Über die inhaltliche Orientierung der Wahlsieger besteht offenbar noch wenig Klarheit. Zu den Grünliberalen wird festgestellt, ihr «im Zeitgeist liegendes Programm aus ökologischem Bewusstsein und ökonomischer Kompetenz» habe sich als attraktiv erwiesen. Überraschenderweise zieht die «Süddeutsche Zeitung» aber nicht den Vergleich zur deutschen Ökologisch-Demokratischen Partei (ÖDP), die eine ähnliche Ausrichtung hat und vor allem in Bayern keine unbekannte Grösse ist.

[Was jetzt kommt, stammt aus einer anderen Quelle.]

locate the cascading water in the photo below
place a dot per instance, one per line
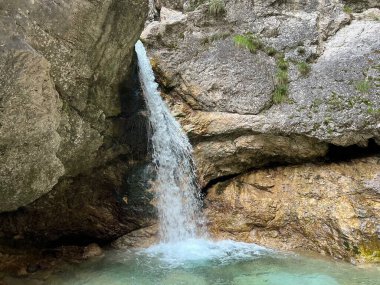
(177, 192)
(182, 232)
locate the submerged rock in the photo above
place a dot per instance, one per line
(329, 208)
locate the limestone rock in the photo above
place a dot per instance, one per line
(73, 132)
(224, 95)
(63, 64)
(30, 116)
(329, 208)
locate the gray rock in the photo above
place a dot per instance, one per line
(29, 115)
(223, 94)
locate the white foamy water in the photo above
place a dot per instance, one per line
(198, 251)
(175, 185)
(182, 234)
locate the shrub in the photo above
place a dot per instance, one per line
(282, 77)
(303, 68)
(280, 94)
(282, 63)
(248, 41)
(363, 86)
(347, 9)
(301, 50)
(216, 7)
(271, 51)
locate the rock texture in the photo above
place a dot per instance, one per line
(332, 209)
(73, 131)
(61, 79)
(223, 94)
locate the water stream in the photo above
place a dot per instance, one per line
(185, 255)
(176, 189)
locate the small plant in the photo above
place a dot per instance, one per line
(282, 77)
(282, 63)
(301, 50)
(303, 68)
(280, 94)
(214, 37)
(347, 9)
(216, 7)
(271, 51)
(248, 41)
(363, 86)
(194, 4)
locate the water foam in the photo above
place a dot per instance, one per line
(198, 251)
(182, 234)
(178, 200)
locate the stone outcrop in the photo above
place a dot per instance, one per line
(329, 208)
(73, 132)
(224, 95)
(325, 54)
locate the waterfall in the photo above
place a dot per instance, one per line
(176, 189)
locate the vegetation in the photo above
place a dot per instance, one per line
(271, 51)
(195, 3)
(280, 94)
(215, 37)
(282, 63)
(347, 9)
(363, 86)
(249, 41)
(303, 68)
(216, 7)
(301, 50)
(253, 44)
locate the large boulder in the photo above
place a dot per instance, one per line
(329, 208)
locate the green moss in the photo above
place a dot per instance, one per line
(215, 37)
(347, 9)
(303, 68)
(282, 77)
(194, 4)
(363, 86)
(280, 94)
(282, 63)
(271, 51)
(248, 41)
(301, 50)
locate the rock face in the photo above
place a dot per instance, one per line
(227, 97)
(279, 82)
(72, 122)
(332, 209)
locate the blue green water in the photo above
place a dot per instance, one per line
(205, 262)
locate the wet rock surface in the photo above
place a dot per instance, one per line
(329, 208)
(224, 95)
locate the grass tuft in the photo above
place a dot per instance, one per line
(248, 41)
(363, 86)
(303, 68)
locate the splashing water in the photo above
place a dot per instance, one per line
(176, 188)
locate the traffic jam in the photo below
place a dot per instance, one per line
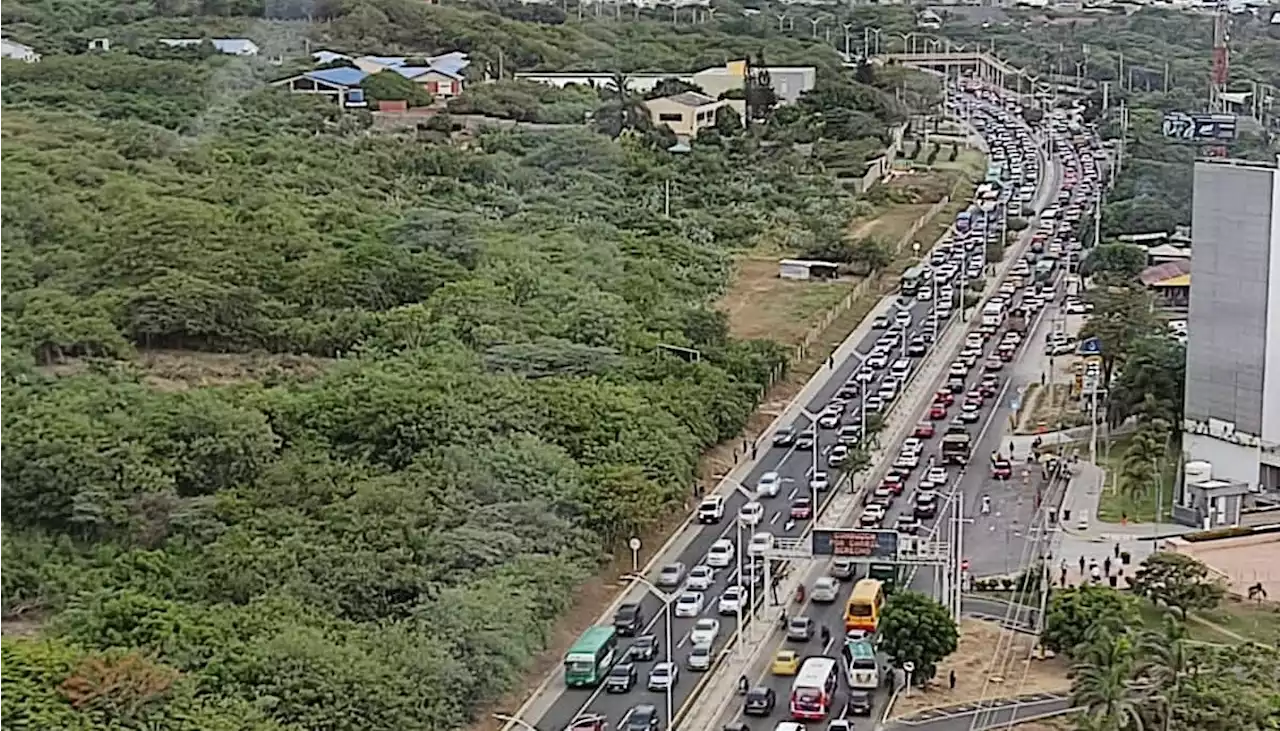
(826, 668)
(635, 671)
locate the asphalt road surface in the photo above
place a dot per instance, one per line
(795, 466)
(968, 487)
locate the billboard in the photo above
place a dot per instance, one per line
(1198, 127)
(854, 543)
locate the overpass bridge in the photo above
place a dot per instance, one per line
(983, 65)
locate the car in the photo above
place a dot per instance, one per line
(672, 575)
(699, 658)
(629, 618)
(759, 544)
(785, 437)
(872, 516)
(807, 439)
(621, 679)
(643, 717)
(906, 524)
(704, 633)
(643, 648)
(800, 629)
(859, 703)
(711, 510)
(768, 485)
(759, 702)
(826, 590)
(731, 602)
(839, 456)
(662, 676)
(689, 604)
(702, 578)
(801, 508)
(785, 662)
(721, 553)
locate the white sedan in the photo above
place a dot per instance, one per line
(704, 633)
(721, 553)
(700, 579)
(689, 604)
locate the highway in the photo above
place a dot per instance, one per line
(794, 465)
(984, 552)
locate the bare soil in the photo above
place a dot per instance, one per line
(990, 663)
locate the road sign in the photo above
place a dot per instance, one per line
(1198, 127)
(1089, 347)
(855, 543)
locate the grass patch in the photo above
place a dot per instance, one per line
(1119, 506)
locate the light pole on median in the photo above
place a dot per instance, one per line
(667, 599)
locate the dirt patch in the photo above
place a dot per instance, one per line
(763, 305)
(179, 370)
(990, 663)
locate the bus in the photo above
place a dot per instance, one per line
(814, 689)
(590, 658)
(862, 666)
(862, 612)
(912, 278)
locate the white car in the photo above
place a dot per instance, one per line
(768, 485)
(689, 604)
(721, 554)
(760, 543)
(700, 579)
(731, 601)
(704, 633)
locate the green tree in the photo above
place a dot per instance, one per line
(917, 629)
(1075, 611)
(1178, 581)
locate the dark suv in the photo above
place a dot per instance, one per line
(629, 618)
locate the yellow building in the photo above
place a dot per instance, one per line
(686, 113)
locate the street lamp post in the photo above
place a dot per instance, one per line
(670, 652)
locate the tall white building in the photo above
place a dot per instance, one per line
(1233, 346)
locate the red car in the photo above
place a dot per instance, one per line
(894, 483)
(801, 508)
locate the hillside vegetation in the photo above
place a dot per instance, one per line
(383, 546)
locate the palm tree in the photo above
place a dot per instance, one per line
(622, 110)
(1104, 684)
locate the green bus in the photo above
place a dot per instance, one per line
(590, 657)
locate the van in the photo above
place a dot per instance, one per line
(900, 368)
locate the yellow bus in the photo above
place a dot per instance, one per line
(864, 606)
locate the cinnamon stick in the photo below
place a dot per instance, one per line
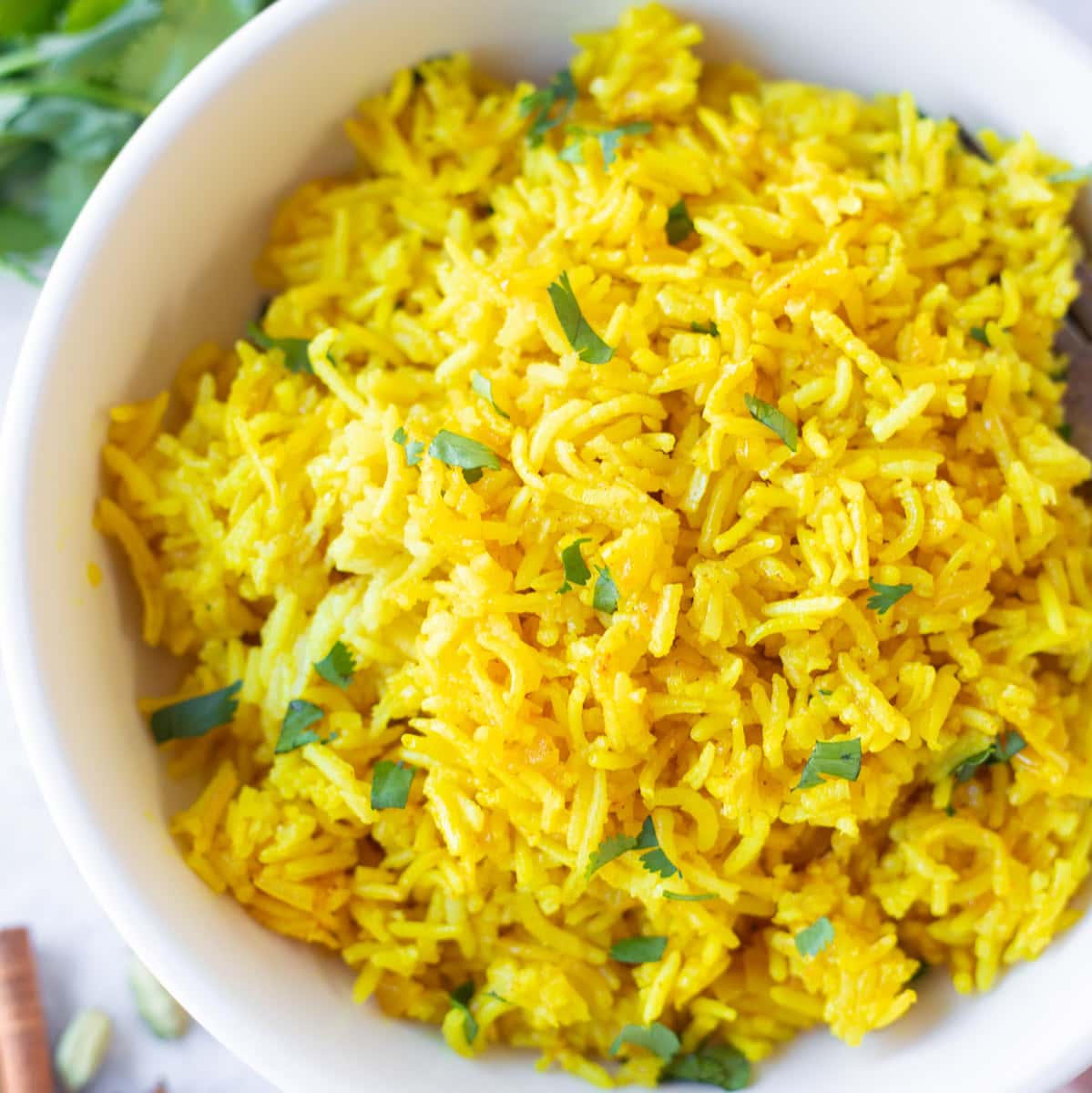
(25, 1042)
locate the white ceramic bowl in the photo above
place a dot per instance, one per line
(162, 258)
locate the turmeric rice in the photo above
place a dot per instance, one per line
(633, 567)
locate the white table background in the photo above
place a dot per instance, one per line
(82, 960)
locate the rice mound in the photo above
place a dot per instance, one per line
(852, 263)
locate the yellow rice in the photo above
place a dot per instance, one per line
(845, 250)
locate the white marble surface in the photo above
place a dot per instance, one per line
(82, 960)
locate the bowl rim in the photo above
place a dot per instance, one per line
(114, 890)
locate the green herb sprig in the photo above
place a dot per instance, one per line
(1000, 750)
(589, 347)
(719, 1065)
(774, 420)
(470, 456)
(549, 107)
(197, 716)
(337, 667)
(886, 596)
(813, 939)
(460, 1000)
(391, 785)
(296, 358)
(835, 759)
(609, 140)
(679, 227)
(573, 566)
(77, 79)
(638, 950)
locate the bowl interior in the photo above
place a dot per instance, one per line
(162, 258)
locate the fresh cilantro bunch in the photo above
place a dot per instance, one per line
(77, 79)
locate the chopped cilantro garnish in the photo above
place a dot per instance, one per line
(840, 759)
(773, 419)
(589, 347)
(655, 861)
(657, 1038)
(679, 225)
(460, 1000)
(1074, 175)
(539, 107)
(609, 140)
(485, 387)
(605, 594)
(337, 667)
(463, 452)
(886, 596)
(195, 717)
(999, 751)
(638, 950)
(814, 938)
(413, 448)
(719, 1065)
(294, 349)
(611, 847)
(575, 568)
(296, 727)
(391, 785)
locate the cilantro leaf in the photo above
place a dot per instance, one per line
(460, 1000)
(605, 594)
(1074, 175)
(609, 140)
(840, 759)
(539, 105)
(296, 727)
(485, 387)
(654, 859)
(611, 847)
(22, 234)
(575, 568)
(639, 950)
(679, 225)
(80, 15)
(195, 717)
(189, 30)
(391, 785)
(774, 420)
(886, 596)
(589, 347)
(413, 448)
(657, 1038)
(919, 974)
(294, 349)
(337, 667)
(464, 452)
(82, 53)
(999, 751)
(719, 1065)
(75, 127)
(26, 16)
(814, 938)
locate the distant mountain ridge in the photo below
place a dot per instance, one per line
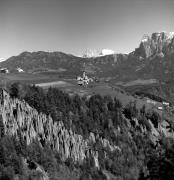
(159, 43)
(152, 59)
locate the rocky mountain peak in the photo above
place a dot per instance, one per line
(158, 43)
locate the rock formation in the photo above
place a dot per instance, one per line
(18, 118)
(160, 44)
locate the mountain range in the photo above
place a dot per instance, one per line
(152, 59)
(48, 134)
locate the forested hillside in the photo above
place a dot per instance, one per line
(124, 143)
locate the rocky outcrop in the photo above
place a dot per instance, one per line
(158, 44)
(18, 118)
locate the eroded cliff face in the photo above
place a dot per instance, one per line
(19, 118)
(159, 44)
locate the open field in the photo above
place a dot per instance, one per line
(69, 85)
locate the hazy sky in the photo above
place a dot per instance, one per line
(74, 25)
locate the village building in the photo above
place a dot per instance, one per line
(19, 69)
(4, 70)
(84, 80)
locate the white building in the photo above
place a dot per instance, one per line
(165, 103)
(84, 80)
(19, 69)
(4, 70)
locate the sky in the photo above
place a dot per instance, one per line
(72, 26)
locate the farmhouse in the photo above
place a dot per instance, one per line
(4, 70)
(19, 69)
(84, 80)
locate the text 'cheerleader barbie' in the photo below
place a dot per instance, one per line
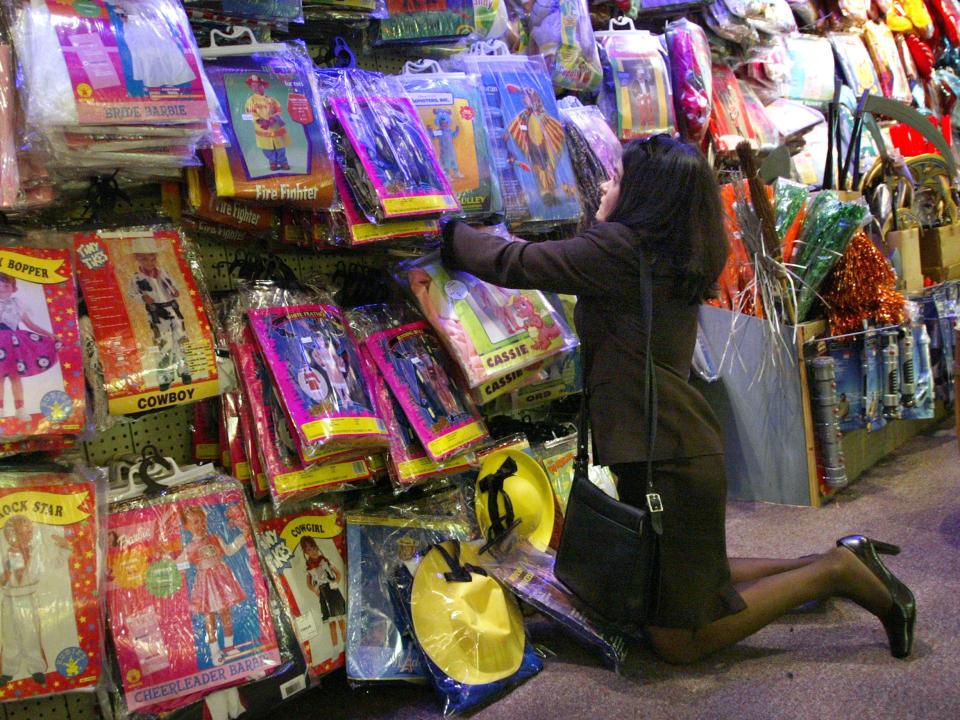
(23, 352)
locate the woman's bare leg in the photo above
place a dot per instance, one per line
(837, 573)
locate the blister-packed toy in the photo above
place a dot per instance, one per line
(41, 360)
(50, 561)
(381, 143)
(275, 146)
(637, 96)
(305, 551)
(422, 378)
(452, 111)
(856, 63)
(188, 602)
(529, 153)
(144, 293)
(378, 649)
(490, 331)
(691, 77)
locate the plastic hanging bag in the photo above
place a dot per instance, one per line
(490, 331)
(529, 153)
(452, 111)
(378, 648)
(187, 600)
(50, 555)
(275, 145)
(383, 148)
(422, 378)
(636, 96)
(156, 344)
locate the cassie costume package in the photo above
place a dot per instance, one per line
(188, 604)
(151, 327)
(49, 597)
(41, 361)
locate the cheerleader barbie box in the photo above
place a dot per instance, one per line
(41, 361)
(151, 328)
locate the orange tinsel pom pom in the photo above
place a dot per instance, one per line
(862, 286)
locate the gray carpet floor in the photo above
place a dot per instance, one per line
(831, 663)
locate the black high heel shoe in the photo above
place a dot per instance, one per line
(900, 619)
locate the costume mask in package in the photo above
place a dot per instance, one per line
(188, 603)
(275, 145)
(527, 143)
(423, 380)
(451, 108)
(528, 572)
(155, 344)
(886, 59)
(490, 331)
(811, 69)
(468, 627)
(49, 596)
(40, 350)
(284, 474)
(691, 76)
(359, 230)
(636, 97)
(377, 648)
(305, 551)
(384, 150)
(319, 377)
(856, 63)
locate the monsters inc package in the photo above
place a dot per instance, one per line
(529, 153)
(52, 639)
(305, 550)
(423, 380)
(151, 327)
(188, 603)
(384, 150)
(451, 108)
(41, 360)
(378, 649)
(636, 96)
(275, 146)
(490, 331)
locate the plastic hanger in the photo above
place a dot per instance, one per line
(237, 32)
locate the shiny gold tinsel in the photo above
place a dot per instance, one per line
(862, 287)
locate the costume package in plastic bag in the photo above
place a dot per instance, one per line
(275, 145)
(386, 155)
(691, 77)
(422, 378)
(811, 69)
(886, 59)
(187, 600)
(467, 625)
(490, 331)
(855, 62)
(50, 556)
(378, 647)
(528, 572)
(144, 293)
(40, 350)
(636, 95)
(561, 31)
(536, 178)
(305, 550)
(451, 108)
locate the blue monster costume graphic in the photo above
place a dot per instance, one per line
(444, 132)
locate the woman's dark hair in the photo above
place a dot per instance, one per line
(669, 195)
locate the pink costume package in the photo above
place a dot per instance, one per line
(188, 603)
(305, 550)
(319, 377)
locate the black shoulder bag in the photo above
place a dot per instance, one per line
(609, 551)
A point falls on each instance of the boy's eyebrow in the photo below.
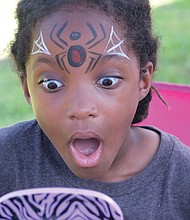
(42, 60)
(113, 57)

Dass die ausländischen Medien stark auf die SVP fokussieren, kann nicht überraschen. Im für Aussenstehende wenig profiliertem Polit-Alltag der Schweiz ist die SVP die einzige Partei, welche hin und wieder mit ihren markanten Parolen auch jenseits der Grenzen Wellen schlägt. So wird in den meisten Artikeln auch auf die Minarett-Initiative und die Kampagne gegen Masseneinwanderung hingewiesen. «Spiegel Online» sieht nun den «Höhenflug der Rechten» gestoppt, die mit ihren «anti-europäischen Themen» nicht so erfolgreich wie erwartet gewesen sei.
«Die rechtskonservative Schweizerische Volkspartei hat überraschend deutlich Federn lassen müssen», heisst es auch beim Österreichischen Fernsehen ORF und auf dessen Website wird besonders betont, dass dies die ersten Verluste für die SVP seit 1987 seien. Auch die britische «Financial Times» beobachtet das Ende für die seit fast einem Viertel Jahrhundert steigende Popularität der «ultra-konservativen Anti-Einwanderungs-Gruppe und ihrer Galionsfigur, des Milliardärs Christoph Blocher».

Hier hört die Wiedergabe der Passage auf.